Pour les travailleurs modestes, la bonne surprise va plus loin. En plus de cette revalorisation de 0,8 %, la prime d’activité bénéficie en 2026 d’un coup de pouce spécifique d’environ 50 euros par mois en moyenne, qui profitera à environ 3 millions de ménages. Le ministre Sébastien Lecornu a expliqué en janvier que ce bonus concernera ceux « qui gagnent le SMIC ou un peu plus que le SMIC », selon RMC Conso, soit les salariés dont la rémunération se situe entre 1 et 1,4 SMIC, alors que le salaire minimum net atteint 1 443,11 euros par mois et que le droit à la prime s’éteint au-delà de 2.030 euros nets. Le montant précis dépend fortement de la composition du foyer et des revenus déclarés, le supplément de 50 euros restant une moyenne, et comme pour les autres aides de la CAF la hausse liée au 1er avril n’apparaîtra sur le virement qu’au 5 mai, la caisse versant ses prestations à terme échu.

Chèque énergie et gaz : les autres bonnes nouvelles du mois d’avril

Le printemps marque aussi le retour du chèque énergie, très attendu par les foyers aux revenus les plus modestes pour régler leurs factures d’électricité, de gaz, de fioul ou encore de bois. Cette aide, comprise entre 48 et 277 euros selon le revenu fiscal et la composition du foyer, est envoyée à partir du 1er avril, avec une campagne de distribution qui s’étale jusqu’au 20 avril et vise environ 3,8 millions de ménages éligibles. La règle est simple : « Si vous êtes éligible au dispositif, vous recevrez automatiquement votre chèque énergie », explique le site economie.gouv.fr.

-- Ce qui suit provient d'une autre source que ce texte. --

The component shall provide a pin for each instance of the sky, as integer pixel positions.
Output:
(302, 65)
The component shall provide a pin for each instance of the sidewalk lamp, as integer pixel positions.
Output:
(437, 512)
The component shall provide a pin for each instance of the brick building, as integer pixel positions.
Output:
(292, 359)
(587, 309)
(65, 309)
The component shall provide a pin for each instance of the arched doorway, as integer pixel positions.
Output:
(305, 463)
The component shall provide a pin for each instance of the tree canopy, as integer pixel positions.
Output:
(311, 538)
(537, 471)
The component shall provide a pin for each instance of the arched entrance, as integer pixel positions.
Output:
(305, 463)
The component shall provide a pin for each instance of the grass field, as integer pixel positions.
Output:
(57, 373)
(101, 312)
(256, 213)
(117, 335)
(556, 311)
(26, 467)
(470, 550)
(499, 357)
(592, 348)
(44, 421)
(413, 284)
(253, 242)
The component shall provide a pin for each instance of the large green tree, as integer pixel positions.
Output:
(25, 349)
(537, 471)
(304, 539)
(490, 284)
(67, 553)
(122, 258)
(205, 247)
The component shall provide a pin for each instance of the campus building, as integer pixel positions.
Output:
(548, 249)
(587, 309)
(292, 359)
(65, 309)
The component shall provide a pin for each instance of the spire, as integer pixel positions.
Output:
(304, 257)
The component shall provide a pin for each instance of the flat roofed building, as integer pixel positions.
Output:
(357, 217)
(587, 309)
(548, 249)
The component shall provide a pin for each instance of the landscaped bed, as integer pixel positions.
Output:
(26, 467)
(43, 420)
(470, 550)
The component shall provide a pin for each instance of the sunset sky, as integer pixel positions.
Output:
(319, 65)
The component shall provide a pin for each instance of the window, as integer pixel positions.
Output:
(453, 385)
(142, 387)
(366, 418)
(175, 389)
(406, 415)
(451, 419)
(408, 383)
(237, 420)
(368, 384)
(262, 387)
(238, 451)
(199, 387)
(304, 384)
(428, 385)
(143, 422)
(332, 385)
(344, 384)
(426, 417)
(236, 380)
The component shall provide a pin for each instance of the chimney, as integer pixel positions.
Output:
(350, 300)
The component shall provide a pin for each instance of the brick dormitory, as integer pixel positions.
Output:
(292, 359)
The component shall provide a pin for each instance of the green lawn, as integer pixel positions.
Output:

Dans les faits, certains ménages qui remplissent les critères de ressources, comme un revenu fiscal de référence inférieur à 11 000 euros par unité de consommation, peuvent ne pas être repérés automatiquement depuis la suppression de la taxe d’habitation, ce qui explique que l’administration envoie aussi des courriels, SMS ou courriers pour signaler un droit potentiel et qu’un guichet en ligne permette de déposer une réclamation en cas d’absence de chèque. Une fois expédié, le chèque met généralement entre deux et quatre jours pour arriver dans la boîte aux lettres, ce qui impose de surveiller son courrier durant tout le mois d’avril.

Côté énergie toujours, le prix repère du gaz recule légèrement en avril : la Commission de régulation de l’énergie annonce une baisse moyenne d’environ 0,70 % par rapport à mars, avec un kilowattheure de chauffage facturé 0,10415 euro TTC (soit -0,94 %) et un kilowattheure pour la cuisson et l’eau chaude ramené à 0,13488 euro TTC (soit -0,6 %). Mais cette détente reste provisoire, les hausses observées sur les marchés de gros n’étant pas encore intégrées dans le calcul du tarif de référence et la CRE s’attendant à une augmentation d’au moins 15 % à partir de mai, ce qui incite les ménages à profiter d’avril pour regarder s’ils peuvent passer à une offre à prix fixe ou, à plus long terme, envisager un changement de système de chauffage vers l’électrique afin de mieux protéger leur budget énergie.

En bref

  • Au 1er avril 2026, plusieurs aides clés comme le RSA, la prime d’activité, l’AAH et le chèque énergie évoluent en France pour soutenir le budget de millions de foyers.
  • Revalorisation de 0,8 % des prestations, bonus d’environ 50 € sur la prime d’activité, chèque énergie de 48 à 277 € et légère baisse du prix repère du gaz composent les principaux coups de pouce d’avril.
  • Reste à vérifier si vous remplissez les conditions pour toucher ces aides et comment en tirer parti avant la hausse annoncée des factures de gaz en mai.